心理的安全性とは、「例えば、あなたが職場で支援を求めたり、過ちを認めたり、失敗したときに、職場にいる他者があなたをとりあえず信じてみようと思ってくれる心理的な場」ということです。
この「とりあえず」とは、相手をまずは信じて受け容れるということです。


「あなたをまずは信じてみよう」と思ってくれる仲間がいて、あなた自身も「仲間をまずは信じてみよう」と思っている場です。そのような職場だったら、こころが安心安全な場所と感じて、自分らしく率直に話せるようになりそうですね。


“ダイバーシティや、インクルージョン、自分らしさを活かせる組織が、新たなものを生みだす“と言われています。それは、多様な人たちが共通の目標に向かって、自分の持ち味を生かし、それぞれの考えを出し合って、達成に向けて協力することで、今までにない新たなものが生まれると考えられているからです。その土台になるのが、じつは心理的安全性であり、これ無しには、これからの組織は成り立たちません。私自身もD&I推進活動の経験の中から、その重要性を認識しています。

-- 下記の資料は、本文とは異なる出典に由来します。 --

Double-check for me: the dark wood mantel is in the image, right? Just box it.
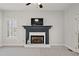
[23,25,52,44]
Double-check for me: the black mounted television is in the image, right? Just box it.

チームに対して「心理的に安心安全な場を生みだす」のはリーダーの役割であり、そのためにはリーダーシップが必要である、と言われます。たしかにその通りですが、リーダーだけに任せているのでは、時代に取り残されてしまいます。リーダーシップは、チームの一人ひとりが主体的に発揮できる可能性を持っているし、心理的に安心安全な場を自ら生みだせると、私は思っているのです。
自分が携わる仕事は、のびのびとやりがいをもってできるようにしたいものです。上司のために仕事をしているのではなく、かかわっている仲間(上司を含む)と切磋琢磨しながら、見えない未来に向かって頑張りたいと思いませんか。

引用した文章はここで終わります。